Never Cry Over Spilt Milk
As a sixth grader, my personal perspective on life was that school comes first and good grades will get myself far. How far and to where? I had no idea. I didn’t have many friends and that didn’t bother me. I concentrated on school and was a perfectionist. If something didn’t go my way, I dealt with it by pouting and crying. Of course, I’ve grown up (I hope). Reminiscing about my elementary school memories, one particularly sticks out. I will never forget the day when my sixth grade teacher say to me, “Erin, don’t cry over spilt milk.” I realized how much of a baby I was and how much I let little red check marks on my test affect my emotional stability.
I didn’t feel confident taking the test in the first place, so I knew it wasn’t going to be pretty. When my teacher placed that test face down on my test, I immediately flipped it over and saw that I missed more than half of the test questions. I was devastated. Yes, as a sixth grader, I worried about grades on all my tests. I felt a sense of immense failure overwhelming my body. I knew I had reached a point in which I took grades a bit too serious. I started to cry. I worried that my parents would be disappointed. I was my parents’ pride and joy, and look what I did: I got less than a 50% on a science test in sixth grade.
My teacher kneeled down beside me and asked what was wrong. I didn’t respond and kept on weeping quietly with my head down hidden in my crossed arms on my desk. I was extremely embarrassed because I was obviously the only one in my class who took school way too seriously, and I was making a huge deal out of simply nothing. My teacher rubbed her hand up and down my upper back in an attempt to comfort me. She then told me “Erin, don’t cry over spilt milk. It’ll all be fine. It’s just a test.” I had never heard that expression before in my life. I gathered myself together. Why couldn’t I just keep it in and at least cry when I got home? The test grade really wasn’t a big deal, and I made it to be. I definitely cried over a spilt glass of milk.

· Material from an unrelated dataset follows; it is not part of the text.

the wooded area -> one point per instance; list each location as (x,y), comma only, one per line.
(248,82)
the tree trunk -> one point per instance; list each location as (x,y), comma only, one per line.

From then on, I figured the concept of perfectionism isn’t real. Now, I don’t look at things having the ability to be perfect, but as having potential to be extraordinary. Working on something to be absolutely flawless is almost impossible, so why waste my time on one thing, when I can reach my own potential on that thing and move on to something else I have potential in excelling in. I have decided to not let a glass of spilt milk ruin my ability to reach what I have defined as my true, full potential.